Sebab makanan berpengaruh dominan bagi orang yang mengomsumsinya.
Syeikh
Shalih bin Fauzan al-Fauzan, pernah mengatakan, makanan (yang halal
maupun yang haram), tak hanya berpengaruh kepada hati dan perilaku
individu saja tapi juga berefek kepada masyarakat.
Masyarakat
yang mengonsumsi makanan halal dan didominasi kejujuran dalam
bermuamalah, maka warganya akan tumbuh menjadi sebuah komunitas yang
bersih, saling menolong, dan kokoh.
Sementara,
masyarakat yang terbelit praktik risywah (suap-menyuap) atau korupsi,
tipu-menipu dan tersebarnya makanan yang haram, akan menjadi komunitas
yang ternoda, tercerai-berai, individualistis, tak mengenal kerjasama
untuk saling menolong, hina di mata masyarakat lain, dan juga menjadi
ladang subur berkembangannya sifat-sifat buruk lainnya.
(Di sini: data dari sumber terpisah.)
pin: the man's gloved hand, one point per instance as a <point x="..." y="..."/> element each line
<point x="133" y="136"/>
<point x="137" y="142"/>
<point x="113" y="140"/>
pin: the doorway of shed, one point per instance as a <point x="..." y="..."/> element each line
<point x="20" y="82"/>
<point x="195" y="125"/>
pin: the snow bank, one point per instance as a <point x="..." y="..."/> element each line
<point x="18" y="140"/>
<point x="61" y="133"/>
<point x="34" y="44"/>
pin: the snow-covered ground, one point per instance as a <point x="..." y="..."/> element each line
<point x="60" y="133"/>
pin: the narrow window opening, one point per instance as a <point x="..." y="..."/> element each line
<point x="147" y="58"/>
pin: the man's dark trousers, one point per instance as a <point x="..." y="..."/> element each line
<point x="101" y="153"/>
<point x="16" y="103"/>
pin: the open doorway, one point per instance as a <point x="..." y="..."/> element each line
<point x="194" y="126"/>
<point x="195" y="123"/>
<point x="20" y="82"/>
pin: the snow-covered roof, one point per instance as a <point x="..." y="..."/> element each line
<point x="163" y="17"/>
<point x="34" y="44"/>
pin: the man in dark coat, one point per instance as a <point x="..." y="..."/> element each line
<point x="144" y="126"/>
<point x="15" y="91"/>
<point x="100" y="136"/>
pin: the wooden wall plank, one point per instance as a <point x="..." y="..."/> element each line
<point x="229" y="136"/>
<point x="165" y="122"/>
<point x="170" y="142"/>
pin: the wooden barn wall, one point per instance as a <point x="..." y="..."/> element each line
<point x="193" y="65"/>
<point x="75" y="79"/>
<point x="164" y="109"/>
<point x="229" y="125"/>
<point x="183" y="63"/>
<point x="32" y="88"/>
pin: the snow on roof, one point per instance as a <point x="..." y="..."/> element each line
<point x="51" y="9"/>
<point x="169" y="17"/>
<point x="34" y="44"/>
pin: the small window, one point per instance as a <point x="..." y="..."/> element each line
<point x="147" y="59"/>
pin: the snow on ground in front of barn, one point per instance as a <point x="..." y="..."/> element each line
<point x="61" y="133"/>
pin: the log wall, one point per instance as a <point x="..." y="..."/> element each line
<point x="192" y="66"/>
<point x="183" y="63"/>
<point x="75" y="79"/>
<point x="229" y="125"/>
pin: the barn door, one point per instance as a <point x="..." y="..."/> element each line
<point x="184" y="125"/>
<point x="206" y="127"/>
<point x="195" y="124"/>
Makanan-makanan yang buruk bisa merusak tabiat manusia.
Menurut
Ibnu Taimiyyah (majmu’ Fatawa 10/21), Allah mengharamkan
makanan-makanan yang buruk lantaran mengandung unsur yang menimbulkan
kerusakan, baik pada akal, akhlak maupun aspek lainnya. Keganjilan
perilaku akan nampak pada orang-orang yang menghalalkan makanan dan
minuman yang haram, sesuai dengan kadar kerusakan yang dikandung makanan
tersebut.
Selain
itu, makanan juga mempengaruhi doa kita dikabulkan atau tidak. Semakin
banyak masuk makanan haram dan riba, semakin kecil doa kita diterima.
Rasulullah berkata, “Wahai
Sa'ad, perbaikilah (murnikanlah) makananmu, niscaya kamu menjadi orang
yang terkabul do'anya. Demi yang jiwa Muhammad dalam genggamanNya.
Sesungguhnya seorang hamba melontarkan sesuap makanan yang haram ke
dalam perutnya maka tidak akan diterima amal kebaikannya selama empat
puluh hari. Siapapun yang dagingnya tumbuh dari yang haram maka api
neraka lebih layak membakarnya.” (HR. Ath-Thabrani)
Jadi,
berhati-hatilah! Marilah kita mencari rizki yang halal dan dengan cara
halal pula. Selain itu, marilah sebagian rizki yang halal tadi kita
belanjakan untuk mendapatkan makanan yang halal dan baik.*
0 komentar:
Speak up your mind
Tell us what you're thinking... !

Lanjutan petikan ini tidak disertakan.